# Sausages !



## kw60 (May 12, 2012)

I am totally amazed at all the different horse shoe shaped sausages available in the supermarket.
Problem is I don't know what to do with them. how do you cook them ? ( I tried to slice one that was a kind of black pudding but it fell apart in the frying pan ! )
Are they all pre cooked ? Do you remove the skin ?
The only one I can get right is chorizo.
Thanks in advance
Kim


----------



## oronero (Aug 24, 2012)

Hi Kim, my aunty cooks the black sausage whole, with the skin and then cuts it into portions.


----------



## kw60 (May 12, 2012)

oronero said:


> Hi Kim, my aunty cooks the black sausage whole, with the skin and then cuts it into portions.

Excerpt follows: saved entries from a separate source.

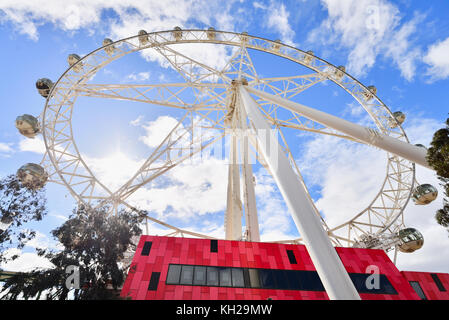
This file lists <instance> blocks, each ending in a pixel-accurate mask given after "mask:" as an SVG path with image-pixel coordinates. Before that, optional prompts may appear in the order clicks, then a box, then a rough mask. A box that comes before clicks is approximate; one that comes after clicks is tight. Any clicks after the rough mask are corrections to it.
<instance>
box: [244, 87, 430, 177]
mask: <svg viewBox="0 0 449 320" xmlns="http://www.w3.org/2000/svg"><path fill="white" fill-rule="evenodd" d="M245 88H246V89H247V90H248V92H251V93H254V94H255V95H257V96H259V97H261V98H264V99H266V100H268V101H271V102H273V103H275V104H278V105H280V106H282V107H284V108H287V109H289V110H291V111H294V112H297V113H299V114H302V115H303V116H304V117H306V118H309V119H311V120H313V121H316V122H318V123H321V124H323V125H325V126H326V127H329V128H333V129H335V130H338V131H340V132H342V133H345V134H347V135H348V136H351V137H353V138H356V139H358V140H360V141H362V142H364V143H366V144H370V145H373V146H375V147H378V148H380V149H383V150H385V151H388V152H390V153H393V154H395V155H397V156H399V157H402V158H404V159H407V160H410V161H411V162H414V163H417V164H419V165H422V166H424V167H426V168H429V169H432V170H433V168H431V167H430V166H429V164H428V163H427V160H426V155H427V152H426V150H425V149H424V148H420V147H417V146H415V145H412V144H409V143H407V142H404V141H401V140H398V139H395V138H392V137H389V136H387V135H384V134H382V133H379V132H377V131H375V130H372V129H369V128H366V127H363V126H361V125H358V124H355V123H352V122H350V121H347V120H344V119H340V118H338V117H336V116H333V115H330V114H328V113H325V112H322V111H319V110H315V109H312V108H309V107H306V106H304V105H302V104H299V103H296V102H293V101H290V100H287V99H284V98H281V97H279V96H274V95H272V94H269V93H266V92H263V91H260V90H257V89H254V88H250V87H245Z"/></svg>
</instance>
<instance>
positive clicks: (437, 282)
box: [430, 273, 446, 292]
mask: <svg viewBox="0 0 449 320" xmlns="http://www.w3.org/2000/svg"><path fill="white" fill-rule="evenodd" d="M430 276H431V277H432V279H433V281H434V282H435V284H436V285H437V287H438V290H440V291H442V292H444V291H446V288H445V287H444V286H443V284H442V283H441V280H440V278H438V275H437V274H436V273H431V274H430Z"/></svg>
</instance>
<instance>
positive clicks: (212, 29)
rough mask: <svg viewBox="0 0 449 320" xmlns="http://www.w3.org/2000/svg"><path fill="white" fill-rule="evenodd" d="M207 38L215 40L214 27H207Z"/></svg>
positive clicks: (215, 37)
mask: <svg viewBox="0 0 449 320" xmlns="http://www.w3.org/2000/svg"><path fill="white" fill-rule="evenodd" d="M206 34H207V39H209V40H215V38H216V36H217V33H216V32H215V28H213V27H210V28H209V29H207V32H206Z"/></svg>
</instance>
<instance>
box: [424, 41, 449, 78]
mask: <svg viewBox="0 0 449 320" xmlns="http://www.w3.org/2000/svg"><path fill="white" fill-rule="evenodd" d="M423 61H424V62H425V63H427V64H428V65H429V68H428V69H427V74H428V75H430V77H431V80H439V79H446V78H448V77H449V37H448V38H447V39H446V40H443V41H440V42H437V43H434V44H433V45H431V46H430V47H429V49H428V51H427V53H426V55H425V56H424V58H423Z"/></svg>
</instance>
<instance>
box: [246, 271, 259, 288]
mask: <svg viewBox="0 0 449 320" xmlns="http://www.w3.org/2000/svg"><path fill="white" fill-rule="evenodd" d="M248 274H249V281H250V287H251V288H260V277H259V269H248Z"/></svg>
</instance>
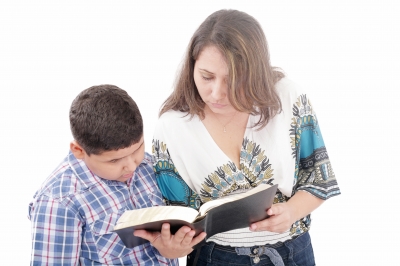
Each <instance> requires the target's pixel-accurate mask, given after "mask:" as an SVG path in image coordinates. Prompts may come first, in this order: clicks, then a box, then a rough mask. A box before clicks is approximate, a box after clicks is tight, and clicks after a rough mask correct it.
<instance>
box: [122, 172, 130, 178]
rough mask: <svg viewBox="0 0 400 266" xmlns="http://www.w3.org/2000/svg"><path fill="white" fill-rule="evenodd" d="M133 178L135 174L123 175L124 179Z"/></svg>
mask: <svg viewBox="0 0 400 266" xmlns="http://www.w3.org/2000/svg"><path fill="white" fill-rule="evenodd" d="M132 176H133V172H132V173H128V174H124V175H122V177H123V178H131V177H132Z"/></svg>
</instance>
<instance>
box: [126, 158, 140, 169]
mask: <svg viewBox="0 0 400 266" xmlns="http://www.w3.org/2000/svg"><path fill="white" fill-rule="evenodd" d="M127 159H128V160H127V163H126V165H125V167H124V168H125V170H127V171H129V172H134V171H135V170H136V167H137V165H136V161H135V160H134V158H127Z"/></svg>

Thanks, does she fry, grill or cook them in the oven ?
Kim


----------



## oronero (Aug 24, 2012)

If my memory serves me well it was grilled though I am not 100% certain.


----------



## travelling-man (Jun 17, 2011)

Kim

FWIW, I was in a restaurant last week & they served a dish of a variety of sausages one of which was a black pudding of some kind.

The chef told me he boils them whole, slices them afterwards & then mixes with a few veggies & adds a drizzle of olive oil.


----------



## canoeman (Mar 3, 2011)

We've been told that if soft to touch it needs cooking, if hard then it's been smoked cooked readt to eat.

Cooking all types we cook with skin on, remove skin to eat, if where frying black pudding , chorizio etc generally slice first


----------